Teoria generale dell’occupazione, dell’interesse e della moneta

Copertina Teoria generale dell’occupazione, dell’interesse e della moneta

Dalla Prefazione di Terenzio Cozzi

John Maynard Keynes credeva nella forza delle idee con un’intensità rara. Colpisce che la sua opera maggiore, questa pietra miliare del pensiero economico che è la Teoria generale dell’occupazione, dell’interesse e della moneta (apparsa nel gennaio 1936), si apra e si chiuda sulla capacità che hanno le idee di plasmare il mondo. […]

Come rileggere oggi la Teoria generale, quest’opera per tanti versi fondativa della macroeconomia contemporanea? L’invito giusto potrebbe essere quello di rileggerla per quello che in effetti è, un grande classico della storia del pensiero. Un classico non dissimile a ben vedere, per certi risvolti, alla Ricchezza delle nazioni di Smith, un libro che si sviluppa lungo vari registri, dove l’economia si sposa a una visione della società e si congiunge a una filosofia sociale. Keynes si poneva dinanzi al problema economico con lo stesso atteggiamento dei classici, cioè con l’intenzione di comprendere e rendere conto per intero della sua configurazione complessiva, secondo una prospettiva unitaria. Una “teoria generale”, appunto, in cui le grandezze economiche vengono ricondotte a una logica d’insieme mediante l’analisi dei nessi che le fanno interagire. Nello stesso tempo, il libro di Keynes è dominato dallo sforzo di offrire un’interpretazione teorica in grado non soltanto di cogliere la natura profonda della realtà economica del capitalismo del suo tempo, ma di indicare le terapie e gli strumenti tali da correggerne le distorsioni e le contraddizioni.
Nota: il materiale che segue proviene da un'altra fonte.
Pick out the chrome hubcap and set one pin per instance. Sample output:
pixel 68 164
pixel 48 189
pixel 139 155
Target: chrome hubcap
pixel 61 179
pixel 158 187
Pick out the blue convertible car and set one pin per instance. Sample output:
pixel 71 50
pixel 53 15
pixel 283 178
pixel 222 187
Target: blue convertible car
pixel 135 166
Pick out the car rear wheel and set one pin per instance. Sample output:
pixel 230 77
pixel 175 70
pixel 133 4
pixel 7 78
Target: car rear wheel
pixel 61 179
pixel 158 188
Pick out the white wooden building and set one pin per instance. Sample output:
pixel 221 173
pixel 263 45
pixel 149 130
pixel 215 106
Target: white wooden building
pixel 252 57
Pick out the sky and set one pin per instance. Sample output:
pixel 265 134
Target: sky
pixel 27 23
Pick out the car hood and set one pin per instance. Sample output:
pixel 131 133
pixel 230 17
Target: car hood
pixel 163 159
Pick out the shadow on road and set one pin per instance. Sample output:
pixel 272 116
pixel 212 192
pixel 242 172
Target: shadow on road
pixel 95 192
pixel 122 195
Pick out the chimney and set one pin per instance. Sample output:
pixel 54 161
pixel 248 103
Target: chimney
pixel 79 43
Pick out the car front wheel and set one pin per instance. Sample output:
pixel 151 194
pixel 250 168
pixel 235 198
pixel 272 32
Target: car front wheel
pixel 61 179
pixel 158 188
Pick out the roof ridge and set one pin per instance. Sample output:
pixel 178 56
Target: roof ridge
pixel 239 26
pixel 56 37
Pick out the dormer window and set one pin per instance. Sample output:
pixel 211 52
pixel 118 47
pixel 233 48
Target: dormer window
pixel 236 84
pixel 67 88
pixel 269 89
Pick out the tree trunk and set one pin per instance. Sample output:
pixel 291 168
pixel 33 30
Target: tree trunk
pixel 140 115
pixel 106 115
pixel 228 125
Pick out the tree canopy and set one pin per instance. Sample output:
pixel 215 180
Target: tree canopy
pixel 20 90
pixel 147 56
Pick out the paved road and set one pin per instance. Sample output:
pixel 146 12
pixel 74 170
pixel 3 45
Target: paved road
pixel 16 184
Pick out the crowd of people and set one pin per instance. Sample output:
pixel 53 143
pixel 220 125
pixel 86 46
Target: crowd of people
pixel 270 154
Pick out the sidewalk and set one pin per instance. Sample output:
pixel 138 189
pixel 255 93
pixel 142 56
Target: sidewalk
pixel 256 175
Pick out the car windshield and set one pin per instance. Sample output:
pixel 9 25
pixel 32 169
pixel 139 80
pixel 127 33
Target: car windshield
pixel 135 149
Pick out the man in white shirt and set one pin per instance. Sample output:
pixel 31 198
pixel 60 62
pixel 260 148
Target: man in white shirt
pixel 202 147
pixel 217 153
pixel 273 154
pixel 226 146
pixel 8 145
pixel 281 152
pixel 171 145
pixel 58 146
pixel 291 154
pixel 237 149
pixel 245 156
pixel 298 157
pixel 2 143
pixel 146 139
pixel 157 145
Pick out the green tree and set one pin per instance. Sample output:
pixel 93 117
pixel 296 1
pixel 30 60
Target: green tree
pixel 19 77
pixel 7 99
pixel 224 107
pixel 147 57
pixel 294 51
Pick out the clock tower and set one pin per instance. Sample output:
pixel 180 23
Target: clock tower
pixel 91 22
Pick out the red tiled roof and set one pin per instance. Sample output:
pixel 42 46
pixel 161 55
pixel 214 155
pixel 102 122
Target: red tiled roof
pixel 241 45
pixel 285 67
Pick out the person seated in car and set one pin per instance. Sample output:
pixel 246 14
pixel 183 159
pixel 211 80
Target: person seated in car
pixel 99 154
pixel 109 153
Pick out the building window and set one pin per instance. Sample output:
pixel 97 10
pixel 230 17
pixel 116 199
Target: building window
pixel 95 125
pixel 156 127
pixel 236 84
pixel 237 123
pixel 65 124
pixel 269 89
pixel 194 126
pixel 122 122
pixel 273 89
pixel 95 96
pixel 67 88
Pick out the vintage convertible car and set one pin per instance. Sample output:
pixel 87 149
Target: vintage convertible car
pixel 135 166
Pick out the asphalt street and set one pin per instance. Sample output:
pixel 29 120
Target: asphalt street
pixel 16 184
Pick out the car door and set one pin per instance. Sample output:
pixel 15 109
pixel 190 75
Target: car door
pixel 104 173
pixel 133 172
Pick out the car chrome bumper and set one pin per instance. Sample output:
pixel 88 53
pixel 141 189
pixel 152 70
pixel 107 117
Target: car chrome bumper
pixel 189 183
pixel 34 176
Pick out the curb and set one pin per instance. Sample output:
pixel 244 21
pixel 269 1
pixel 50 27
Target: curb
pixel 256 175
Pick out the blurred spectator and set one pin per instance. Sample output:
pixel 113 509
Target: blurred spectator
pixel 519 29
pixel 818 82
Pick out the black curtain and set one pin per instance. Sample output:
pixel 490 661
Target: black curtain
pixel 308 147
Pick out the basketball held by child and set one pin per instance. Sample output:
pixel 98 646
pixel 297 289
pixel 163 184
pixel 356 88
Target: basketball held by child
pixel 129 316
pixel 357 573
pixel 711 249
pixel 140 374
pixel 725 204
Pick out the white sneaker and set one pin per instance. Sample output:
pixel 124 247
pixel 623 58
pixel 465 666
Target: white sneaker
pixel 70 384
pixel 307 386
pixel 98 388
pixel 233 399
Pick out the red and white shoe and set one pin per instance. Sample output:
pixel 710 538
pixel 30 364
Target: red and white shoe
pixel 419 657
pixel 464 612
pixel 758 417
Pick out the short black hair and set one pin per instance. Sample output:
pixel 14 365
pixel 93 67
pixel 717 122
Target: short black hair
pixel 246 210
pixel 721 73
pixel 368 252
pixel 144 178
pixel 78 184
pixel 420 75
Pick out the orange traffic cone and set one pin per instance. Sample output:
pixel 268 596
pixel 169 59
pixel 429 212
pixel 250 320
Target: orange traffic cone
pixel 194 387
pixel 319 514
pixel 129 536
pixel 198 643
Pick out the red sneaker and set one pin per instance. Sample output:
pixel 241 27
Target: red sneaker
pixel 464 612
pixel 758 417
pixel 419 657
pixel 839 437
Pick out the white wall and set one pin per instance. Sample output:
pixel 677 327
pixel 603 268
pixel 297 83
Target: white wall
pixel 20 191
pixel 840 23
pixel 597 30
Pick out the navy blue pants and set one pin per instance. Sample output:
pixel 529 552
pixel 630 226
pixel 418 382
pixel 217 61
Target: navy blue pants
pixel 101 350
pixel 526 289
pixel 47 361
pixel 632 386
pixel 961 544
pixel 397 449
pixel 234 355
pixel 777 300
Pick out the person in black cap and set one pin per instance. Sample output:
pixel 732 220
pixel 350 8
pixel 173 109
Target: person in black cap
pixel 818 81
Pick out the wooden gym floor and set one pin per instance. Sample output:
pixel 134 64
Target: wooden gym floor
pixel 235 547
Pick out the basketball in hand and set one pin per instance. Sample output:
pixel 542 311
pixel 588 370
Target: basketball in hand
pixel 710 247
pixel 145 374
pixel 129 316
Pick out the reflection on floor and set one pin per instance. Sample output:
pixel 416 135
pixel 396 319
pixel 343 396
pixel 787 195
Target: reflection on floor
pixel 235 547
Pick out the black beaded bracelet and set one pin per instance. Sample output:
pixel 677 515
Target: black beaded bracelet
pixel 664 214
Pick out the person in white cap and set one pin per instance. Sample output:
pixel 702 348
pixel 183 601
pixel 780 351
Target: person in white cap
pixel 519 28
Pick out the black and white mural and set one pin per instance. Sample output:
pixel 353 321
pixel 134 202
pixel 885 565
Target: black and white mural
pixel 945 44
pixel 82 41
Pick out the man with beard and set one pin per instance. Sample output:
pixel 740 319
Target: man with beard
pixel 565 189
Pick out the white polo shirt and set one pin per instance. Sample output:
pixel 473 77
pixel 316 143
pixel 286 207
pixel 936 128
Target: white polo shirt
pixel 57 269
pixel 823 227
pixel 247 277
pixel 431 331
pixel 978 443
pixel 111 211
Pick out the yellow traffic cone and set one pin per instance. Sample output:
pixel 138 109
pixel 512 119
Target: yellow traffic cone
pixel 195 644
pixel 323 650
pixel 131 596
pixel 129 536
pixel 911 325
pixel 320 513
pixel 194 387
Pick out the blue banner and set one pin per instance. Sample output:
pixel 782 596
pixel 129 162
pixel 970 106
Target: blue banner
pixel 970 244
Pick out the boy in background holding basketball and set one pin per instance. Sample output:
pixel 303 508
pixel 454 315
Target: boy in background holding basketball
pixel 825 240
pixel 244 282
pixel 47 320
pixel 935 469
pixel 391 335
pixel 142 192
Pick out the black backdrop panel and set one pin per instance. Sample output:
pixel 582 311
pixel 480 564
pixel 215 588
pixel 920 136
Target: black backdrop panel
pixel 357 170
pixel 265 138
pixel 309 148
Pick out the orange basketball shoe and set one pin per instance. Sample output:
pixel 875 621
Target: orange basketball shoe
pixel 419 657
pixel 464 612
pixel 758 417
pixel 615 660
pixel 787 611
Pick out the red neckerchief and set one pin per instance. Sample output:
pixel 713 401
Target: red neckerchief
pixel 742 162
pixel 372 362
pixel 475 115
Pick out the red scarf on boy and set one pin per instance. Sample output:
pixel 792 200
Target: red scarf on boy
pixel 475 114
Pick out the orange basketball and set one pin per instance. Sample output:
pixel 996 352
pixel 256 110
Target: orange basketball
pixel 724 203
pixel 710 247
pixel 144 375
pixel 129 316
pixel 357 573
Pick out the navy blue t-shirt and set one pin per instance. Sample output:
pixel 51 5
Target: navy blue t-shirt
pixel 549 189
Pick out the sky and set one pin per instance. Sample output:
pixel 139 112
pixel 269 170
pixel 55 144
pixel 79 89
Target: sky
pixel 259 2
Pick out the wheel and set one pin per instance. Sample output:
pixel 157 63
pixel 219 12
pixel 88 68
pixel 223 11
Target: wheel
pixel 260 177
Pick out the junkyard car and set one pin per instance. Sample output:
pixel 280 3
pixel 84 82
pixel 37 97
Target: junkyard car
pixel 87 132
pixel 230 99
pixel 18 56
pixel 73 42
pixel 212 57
Un tema su tutti si impone all’attenzione del lettore di ieri e di oggi: la convinzione che il movimento economico debba essere consapevolmente indirizzato verso un fine, la piena occupazione. Il ragionamento di Keynes trova un senso solo all’interno di questa tensione finalistica: l’attività economica può essere difesa e giustificata a patto di essere rivolta in direzione di un fine riconosciuto come universalmente giusto. Altrimenti, essa torna a divenire un gioco cieco, in cui i meccanismi della speculazione finiscono per rivelarsi per quello che sono, una spinta che induce alla distruzione della risorsa.